EU Policies and Legislations can further boost the development of the European insect sector

Source: IPIFF Press Release

IPIFF – the European Umbrella Organisation representing the interests of the Insect Production sector for Food and Feed – emphasised the potential of the European insect sector towards more competitive and sustainable value chains.
Gathered in Brussels for the IPIFF 2018 Annual Conference, 200 participants, including European Commission Officials, Member States representatives and other delegates ranging from the insect sector, agri-food industry and scientists, recalled the potential laying in insects for food and feed, while highlighting the importance of EU legislation for the development of the sector.
Introducing the event, IPIFF President Antoine Hubert said ‘insect producers can make a significant contribution to competitive value chains, and European Regulations and EU funded research programmes offer many opportunities for insect producers to develop. Yet, the current regulatory framework must be adapted to ensure that this potential can be fully exploited’.

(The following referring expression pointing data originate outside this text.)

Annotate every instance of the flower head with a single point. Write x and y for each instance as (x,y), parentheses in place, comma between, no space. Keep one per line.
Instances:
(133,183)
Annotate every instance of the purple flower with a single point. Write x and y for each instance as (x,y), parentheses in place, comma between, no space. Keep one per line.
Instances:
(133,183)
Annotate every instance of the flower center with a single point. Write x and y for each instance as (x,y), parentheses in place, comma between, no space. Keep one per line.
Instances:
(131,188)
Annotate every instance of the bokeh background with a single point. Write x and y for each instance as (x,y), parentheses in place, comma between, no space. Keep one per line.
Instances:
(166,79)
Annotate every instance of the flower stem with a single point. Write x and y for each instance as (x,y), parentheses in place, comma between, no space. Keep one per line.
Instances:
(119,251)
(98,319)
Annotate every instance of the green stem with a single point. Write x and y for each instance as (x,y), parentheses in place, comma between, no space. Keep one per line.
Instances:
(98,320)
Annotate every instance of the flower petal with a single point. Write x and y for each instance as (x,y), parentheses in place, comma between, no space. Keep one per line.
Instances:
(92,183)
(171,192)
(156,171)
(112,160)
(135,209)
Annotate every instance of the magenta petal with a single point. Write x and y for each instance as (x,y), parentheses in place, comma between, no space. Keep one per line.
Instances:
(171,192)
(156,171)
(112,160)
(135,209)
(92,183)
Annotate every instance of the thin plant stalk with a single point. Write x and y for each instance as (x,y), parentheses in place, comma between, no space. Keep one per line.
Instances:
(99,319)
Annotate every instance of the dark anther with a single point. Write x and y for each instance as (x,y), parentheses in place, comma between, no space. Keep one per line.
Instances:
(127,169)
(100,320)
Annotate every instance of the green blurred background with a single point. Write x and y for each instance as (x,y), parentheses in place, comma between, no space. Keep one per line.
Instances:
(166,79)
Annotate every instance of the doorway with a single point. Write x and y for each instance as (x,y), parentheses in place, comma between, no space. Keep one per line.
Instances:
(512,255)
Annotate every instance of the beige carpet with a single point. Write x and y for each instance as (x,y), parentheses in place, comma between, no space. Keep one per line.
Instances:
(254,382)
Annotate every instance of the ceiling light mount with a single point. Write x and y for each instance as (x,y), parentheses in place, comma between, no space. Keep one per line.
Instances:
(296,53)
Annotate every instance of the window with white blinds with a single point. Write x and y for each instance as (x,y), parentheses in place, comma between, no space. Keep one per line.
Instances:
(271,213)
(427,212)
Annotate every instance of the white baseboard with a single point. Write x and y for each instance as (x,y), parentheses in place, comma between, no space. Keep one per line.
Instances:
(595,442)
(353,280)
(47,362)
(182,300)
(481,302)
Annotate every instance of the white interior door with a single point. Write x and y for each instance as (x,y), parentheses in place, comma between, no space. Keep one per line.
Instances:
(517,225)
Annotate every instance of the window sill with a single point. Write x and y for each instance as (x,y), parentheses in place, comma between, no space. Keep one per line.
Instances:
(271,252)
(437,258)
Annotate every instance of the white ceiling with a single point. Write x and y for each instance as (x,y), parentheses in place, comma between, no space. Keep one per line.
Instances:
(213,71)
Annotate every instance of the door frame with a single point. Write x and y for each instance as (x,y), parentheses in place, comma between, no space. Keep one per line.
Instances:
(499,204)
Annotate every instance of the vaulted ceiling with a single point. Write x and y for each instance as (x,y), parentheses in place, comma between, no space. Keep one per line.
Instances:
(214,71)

Bruno Gautrais, who is Head of Unit at the European Commission, shared the IPIFF President’s views: ‘EU policies and legislations must continue to evolve in order for the sector to further grow and innovate. However, these changes will not happen in one day, as we need to build up solid rules, guaranteeing a high level of safety for the use of insects in food and feed applications. Furthermore, a step by step approach is key to build credibility and trust in the sector’. Added the EU official. Insects as additional source of proteins are pertinent to respond to the challenges as singled out in the EU Protein plan. In this particular context, Javier Valle, who is Senior Policy Advisor at the European Farmers and Agri-Cooperatives Association (Copa-Cogeca) stated: ‘We do welcome the development of the insect sector, as it could bring promising solutions, in case insects would be authorized in poultry and pig feed in the near future following the relevant regulatory requirements. We do need to continue cooperating with insect producers to ensure these solutions best respond to livestock producers’ needs, and to explore avenues for EU farmers to tap into this new sector in the future’ added the Copa-Cogeca delegate. The event also shed light on several projects undertaken by IPIFF in the areas of food and feed safety: notably, the association is developing a guidance paper documenting best hygienic practices in insect production and has recently published guidelines to support insect producers in the preparation of novel food applications.

We trust that these works are useful for insect producers to conform with applicable legislations: our Guide on good hygiene practices should be published during the first quarter of 2019, while we expect the first novel food dossiers for insects as food to be authorized during the 2nd half 2019’indicated the IPIFF President. This event ended with a Roundtable discussion gathering producers of other ‘new’ sources of protein (e.g. algae and yeast). Talking on behalf of the insect sector, the Vice President of the IPIFF Association, Adriana Casillas stated: ‘Insects should be envisaged alongside other ‘new’ sources of protein in order to close the feed gapWe must also acknowledge that animals have different nutritional requirements, for which different protein sources are needed. In this context, insects can contribute to improve the nutrient balance and quality in animal feed, in addition to other ingredients’, explained A. Casillas.

Looking ahead, the IPIFF Vice President concluded: ‘further research, investment, and legislative evolutions are needed to increase our sector’s capacities. More importantly, we must pursue our efforts towards building a responsible industry in order to maximise its contribution towards more competitive and sustainable food and feed value chains’.